My commanding officer stared at me frustrated that I was willfully refusing to be sociable. “Nicholson! An officer mess is not just food or cheap booze! The mess includes a small library and billiards and bar and drawing room for social amiability! Meet and confer with your fellow officers and their memsahibs — who you have yet to meet. Big social mistake! They may be harpies but they guard their status with their talons!” It is a big social mistake!”
“Not leaving my calling card or letter of introduction with the memsahibs or not getting drunk and gambling with my fellow officers? The ritual high jinks and ritual passing of the port and chitchat about the ritual mess silver and cricket and polo —- an’t my style Sir! I am not witty. I am not funny. I don’t have social graces. At Fort William and on the march here I was pointedly told my presence at the mess was so depressing I caused them to contemplate suicide. And I don’t own six types of fancy dress uniforms. And I don’t give a damn about memsahibs and their obsession with antiquated social rites considered passee back in England or cricket or polo or pig sticking in lieu of fox hunting. But I can speak in four languages plus Sanscrit and I am learning two more. Isn’t that my job Sir? And I am learning Urdu Protocols and Punjab Codes of Honor Sir!”
“But you won’t bother to learn British Codes of Honor eh Nicholson? Respectability? Good breeding? Gentility? Simple social grace?”

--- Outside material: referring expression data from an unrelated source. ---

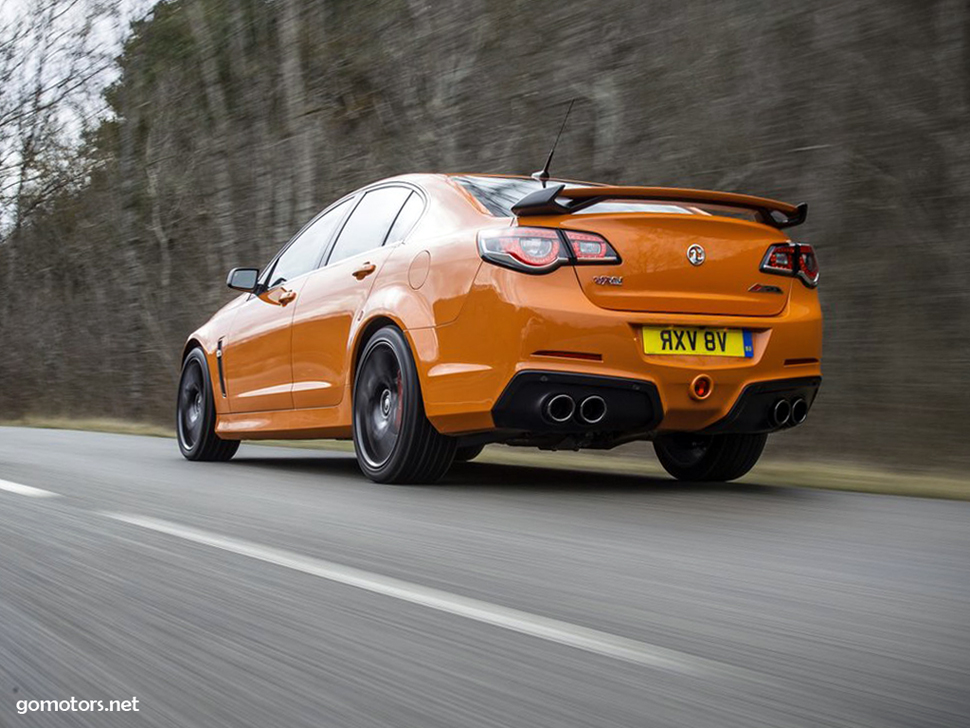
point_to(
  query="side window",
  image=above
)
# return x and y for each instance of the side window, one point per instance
(406, 218)
(303, 253)
(369, 223)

“I long ago flunked the ‘One Of Us’ course Sir! And I don’t fucking have time Sir! And ……”
At that point I inelegantly passed out on the floor of my commanding officer’s digs. I had malaria for the next two weeks. In fact it became my cue to welcome in this and every future Hot Season. My annual bout of malaria. The adjutant actually had to get orderlies to haul me to hospital. My Indian Family had to pray at their little shine overtime that my fever did not bring on a spell of poltergeistus demontosis. That really would have set my reputation back and nailed the final nail in my coffin as far as being ‘One Of Us’!
By the time I was able to walk with the shivering shakes I retreated to my hill tent beside a small construction site. “What lucky bastard has a bungalow going up?”